A Paris, le bastion kabyle ne date pas d'hier. Dès le XIXe siècle, des cochers de fiacre kabyles sont en concurrence avec les Auvergnats, les Limousins ou les Savoyards. Un siècle plus tard, ils seront chauffeurs de taxi et bistrotiers. "Logeurs, tenancier de gargotes, marchands ambulants, note l'historien Benjamin Stora, seize des cinquante-cinq-dirigeants nationalistes de l'entre-deux-guerres sont des commerçants." Dès 1950, quelque trente mille Kabyles sont installés à Paris. Les "colonies" kabyles sont concentrées dans le nord de la capitale, surtout à Saint-Denis et à Aubervilliers. Ivry, Nanterre et Puteaux sont devenus, au fil des ans, leurs places fortes. "Les colonies kabyles se regroupent à Paris en fonction des facteurs qui les unissent entre elles ou les séparent de leur voisins dans leurs montagnes natales : situation géographique, alliance ou inimitiés familiales", remarque une enquête sociologique commandée à l'époque par le gouvernement général de l'Algérie.

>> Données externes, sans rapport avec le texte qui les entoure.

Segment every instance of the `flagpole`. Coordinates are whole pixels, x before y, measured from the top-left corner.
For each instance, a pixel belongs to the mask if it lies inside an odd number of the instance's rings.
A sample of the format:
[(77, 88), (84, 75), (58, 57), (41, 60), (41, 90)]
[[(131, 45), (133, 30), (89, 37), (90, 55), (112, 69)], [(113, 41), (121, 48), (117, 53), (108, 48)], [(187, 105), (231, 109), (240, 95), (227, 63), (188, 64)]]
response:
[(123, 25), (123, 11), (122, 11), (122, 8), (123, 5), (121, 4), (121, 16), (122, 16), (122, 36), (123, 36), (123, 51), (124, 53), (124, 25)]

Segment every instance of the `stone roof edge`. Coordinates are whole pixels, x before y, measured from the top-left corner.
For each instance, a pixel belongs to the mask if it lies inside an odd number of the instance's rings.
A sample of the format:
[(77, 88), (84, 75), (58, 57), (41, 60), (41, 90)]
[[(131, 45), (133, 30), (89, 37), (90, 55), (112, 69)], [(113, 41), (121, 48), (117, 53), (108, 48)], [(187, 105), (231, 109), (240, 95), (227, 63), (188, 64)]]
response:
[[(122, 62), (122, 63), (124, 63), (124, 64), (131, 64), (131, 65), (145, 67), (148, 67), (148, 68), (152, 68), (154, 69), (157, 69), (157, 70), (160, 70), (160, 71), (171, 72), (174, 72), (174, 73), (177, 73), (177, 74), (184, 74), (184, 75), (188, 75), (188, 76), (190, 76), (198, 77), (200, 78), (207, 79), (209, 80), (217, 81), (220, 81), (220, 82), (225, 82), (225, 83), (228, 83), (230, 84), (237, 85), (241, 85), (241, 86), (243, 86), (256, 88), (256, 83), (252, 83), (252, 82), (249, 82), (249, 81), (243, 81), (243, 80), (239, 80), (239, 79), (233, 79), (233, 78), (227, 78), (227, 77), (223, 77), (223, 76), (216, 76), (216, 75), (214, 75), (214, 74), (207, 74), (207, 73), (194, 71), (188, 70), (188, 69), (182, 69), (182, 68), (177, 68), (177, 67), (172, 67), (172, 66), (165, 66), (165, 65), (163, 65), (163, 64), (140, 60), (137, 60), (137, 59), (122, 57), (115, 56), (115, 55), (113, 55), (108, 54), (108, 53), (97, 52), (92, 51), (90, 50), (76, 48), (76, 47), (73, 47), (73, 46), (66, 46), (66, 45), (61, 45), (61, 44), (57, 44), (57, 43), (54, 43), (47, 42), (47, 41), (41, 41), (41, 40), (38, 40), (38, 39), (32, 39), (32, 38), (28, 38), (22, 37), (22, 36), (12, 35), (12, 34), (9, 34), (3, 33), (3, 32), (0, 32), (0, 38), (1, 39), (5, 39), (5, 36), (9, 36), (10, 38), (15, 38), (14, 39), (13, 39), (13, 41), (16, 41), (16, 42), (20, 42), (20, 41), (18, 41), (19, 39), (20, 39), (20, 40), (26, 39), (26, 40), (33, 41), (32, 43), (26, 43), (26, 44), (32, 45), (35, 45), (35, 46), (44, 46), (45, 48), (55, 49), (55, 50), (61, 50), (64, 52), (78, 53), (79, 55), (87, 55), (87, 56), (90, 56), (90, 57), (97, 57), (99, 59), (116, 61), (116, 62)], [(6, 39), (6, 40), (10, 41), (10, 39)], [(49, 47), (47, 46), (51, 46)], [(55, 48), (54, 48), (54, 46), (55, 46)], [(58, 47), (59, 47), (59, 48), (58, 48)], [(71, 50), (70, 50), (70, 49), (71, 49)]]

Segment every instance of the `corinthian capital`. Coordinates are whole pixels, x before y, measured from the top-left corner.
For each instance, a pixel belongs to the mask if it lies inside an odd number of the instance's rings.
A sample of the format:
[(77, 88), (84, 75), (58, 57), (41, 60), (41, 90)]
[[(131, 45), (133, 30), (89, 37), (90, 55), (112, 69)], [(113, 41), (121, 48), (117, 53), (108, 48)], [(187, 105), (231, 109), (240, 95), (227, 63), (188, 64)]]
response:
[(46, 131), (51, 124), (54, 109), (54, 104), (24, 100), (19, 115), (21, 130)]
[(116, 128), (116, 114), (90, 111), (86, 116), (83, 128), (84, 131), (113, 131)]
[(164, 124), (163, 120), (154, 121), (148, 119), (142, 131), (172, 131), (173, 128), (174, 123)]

Au départ, le renouveau de la berbérité est essentiellement culturel. L'expression des grands écrivains - de Jean et Taos Amrouche à Mouloud Mammeri et Mouloud Ferraoun - a été favorisée par la colonisation. Les recherches modernistes sur l'histoire du Maghreb ont mis en lumière l'apport berbère, confiné jusqu'alors dans le domaine folklorique, voire même mythique.
Lors de la création de l'Etoile nord-africaine, premier parti nationaliste algérien, son fondateur, Messali Hadj, est entouré de trois Kabyles parisiens. A partir des années 40, le mouvement nationaliste algérien se teinte fortement de berbérisme en banlieue nord et dans le quartier de la Goutte-d'Or. Cette poussée des Kabyles met même en péril la futur unité du mouvement nationaliste représenté alors par le Parti populaire algérien-Mouvement pour le triomphe des libertés démocratiques (PPA-MTLD). "A Paris, raconte l'historien Mohamed Harbi, Rachid Ali Yahia, élu au congrès de 1948 du PPA, s'oriente vers la création du Mouvement populaire berbère (MPB) et lance ses partisans dans une épreuve de force avec la direction du PPA-MTLD." Majoritaires en France, mais minoritaires en Algérie, les berbéristes sont opposés au vieux leader Messali Hadj. La tension entre les "berbéro-matérialistes" et les "arabo-islamistes" fait déjà rage. Cela ne cessera plus. Que le FLN déclenche la guerre d'indépendance, le 1e novembre 1954, et une Association pour le développement de la langue berbère, "Tiwizi i Tamazight", se crée déjà rue des Maronites, non loin de la rue de Ménilmontant. Tout au long des huit années de guerre, les Kabyles paieront un lourd tribut à la révolution.
Deux ans après l'indépendance, Hocine Ait Ahmed, un des leaders de 1954, crée le Front des forces socialistes (FFS) et tente une révolte kabyle contre le fragile pouvoir du président Ben Bella. Après l'échec de cette tentative, beaucoup s'enfuient et rejoignent les bastions kabyles parisiens.
Le printemps berbère de 1980, qui voit l'université de Tizi-Ouzou investie par les forces de l'ordre, est sévèrement réprimé. Beaucoup sont contraints, une fois de plus, à un exil parisien. Les nouveaux champions de la berbérité, fondateurs du Mouvement culturel berbère, sont plus souvent militants d'extrême gauche que communistes.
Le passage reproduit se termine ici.